Le mariage d’un non-musulman, chrétien ou juif, par exemple, avec une musulmane: ce mariage est interdit par l’Islam. L’interdiction est motivée par le fait que le chrétien et le juif ne croient pas à la sainteté de Mahomet …., et qu’au cours des siècles passés et jusqu’à nos jours les opinions les plus tendancieuses ont été propagées au sujet du message islamique. Il en résultera, par la force des choses, que l’épouse musulmane sera portée à prendre en répulsion son mari, ce qui mettra en danger l’avenir de la famille.
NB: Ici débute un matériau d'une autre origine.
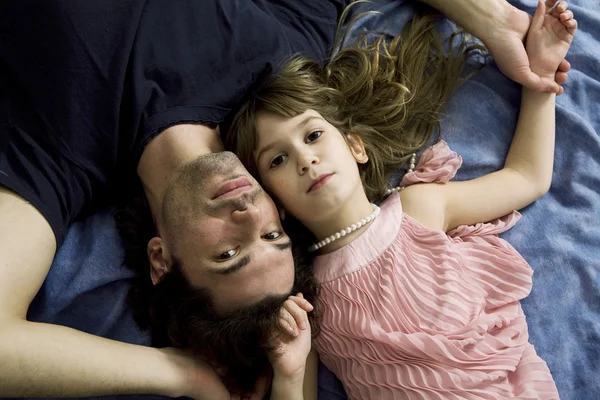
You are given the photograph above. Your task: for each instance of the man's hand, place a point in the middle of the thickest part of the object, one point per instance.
(505, 44)
(549, 39)
(198, 379)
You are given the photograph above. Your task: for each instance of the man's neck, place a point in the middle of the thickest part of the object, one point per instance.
(168, 151)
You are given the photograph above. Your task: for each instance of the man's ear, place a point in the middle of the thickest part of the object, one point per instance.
(159, 260)
(357, 148)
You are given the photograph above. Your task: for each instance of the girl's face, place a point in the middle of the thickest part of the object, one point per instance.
(307, 165)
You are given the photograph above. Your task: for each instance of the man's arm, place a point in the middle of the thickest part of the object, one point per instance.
(43, 360)
(502, 28)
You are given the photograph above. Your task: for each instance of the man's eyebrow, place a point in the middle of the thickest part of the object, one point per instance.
(235, 267)
(283, 246)
(300, 124)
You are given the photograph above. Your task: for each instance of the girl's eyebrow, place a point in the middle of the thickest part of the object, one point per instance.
(300, 125)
Quant au cas contraire, il est dit:
Le mariage d’un musulman avec une femme chrétienne ou juive: ce mariage est autorisé par la religion musulmane. Car cette religion vénère le Seigneur Jésus, en sa qualité d’envoyé de Dieu…. De même l’Islam vénère Moïse, le considère comme envoyé de Dieu aux enfants d’Israël. Ainsi, l’épouse chrétienne ou juive qui désire garder sa religion ne trouvera rien qui soit de nature à l’éloigner de son mari musulman ou bien à exposer la famille aux dangers des brouilles et de la dissolution.
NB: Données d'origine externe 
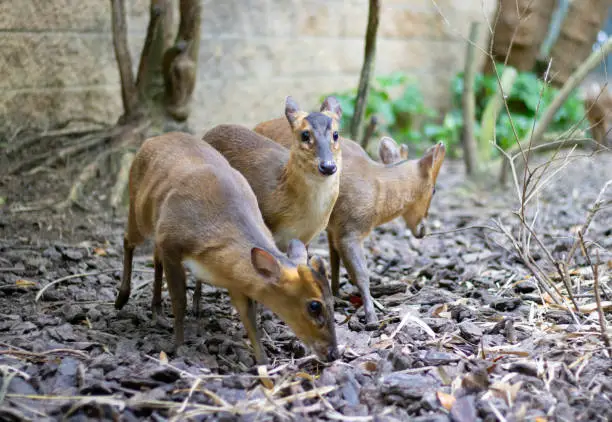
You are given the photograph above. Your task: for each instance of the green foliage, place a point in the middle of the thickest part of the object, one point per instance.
(395, 100)
(398, 103)
(529, 97)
Enfin, en ce qui concerne l’interdiction du mariage d’un musulman avec une femme païenne ou bien une femme qui ne croit pas en Dieu, il est dit:
Ce mariage est proscrit par l’Islam. Car les convictions de l’époux musulman resteront à jamais en ce cas incompatibles avec celles de l’épouse. Il en résultera pour la famille dangers de disputes ou de désagrégation. Pour l’Islam “le divorce est ce que Dieu déteste le plus parmi les choses licites” [récit de Mahomet]. L’Islam ne saurait donc en aucune façon y encourager, et c’est la raison substantielle pour laquelle il interdit le mariage dans des situations similaires. Un tel mariage, s’il avait en effet lieu, dégénérerait inévitablement en contestation et aboutirait à une rupture[12].
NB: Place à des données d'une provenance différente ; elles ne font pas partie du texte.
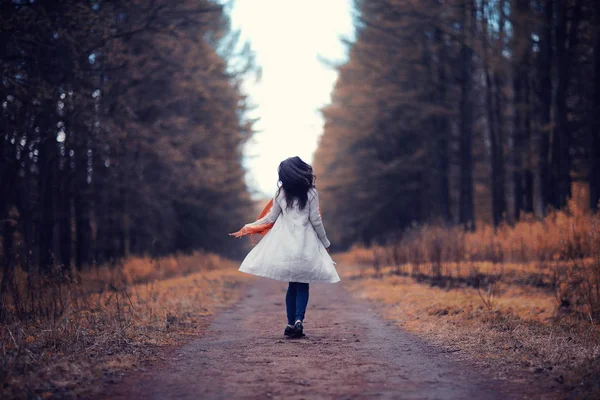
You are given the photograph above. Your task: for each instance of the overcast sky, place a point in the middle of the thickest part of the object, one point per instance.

Le 21.4.1957, le tribunal de première instance d’Alexandrie donna la motivation suivante:
Le mari mène la femme au lit [sic]; il ne peut donc être inférieur en croyance. La musulmane croit en ce que croit le monothéiste non-musulman (al-kitabi) et croit à des choses auxquelles il ne croit pas. Elle reconnaît notre Seigneur Mahomet, alors que lui, il ne reconnaît que le Messie qu’il suit. Dieu a dit: “Ne mariez pas vos filles à des polythéistes avant qu’ils croient” (2:221). L’envoyé de Dieu [Mahomet] a dit: “L’Islam domine et ne saurait être dominé”. La doctrine musulmane en a déduit unanimement que la musulmane est illicite pour le mécréant (kafir). Aussi il faut séparer les deux conjoints; le non-musulman est châtié s’il l’a pénétrée (sic) alors que la femme [musulmane] sera excusée. S’il se convertit à l’Islam après le mariage, on ne maintient pas ce mariage parce qu’il est nul à titre originaire et la conversion ne le rend pas valide[13].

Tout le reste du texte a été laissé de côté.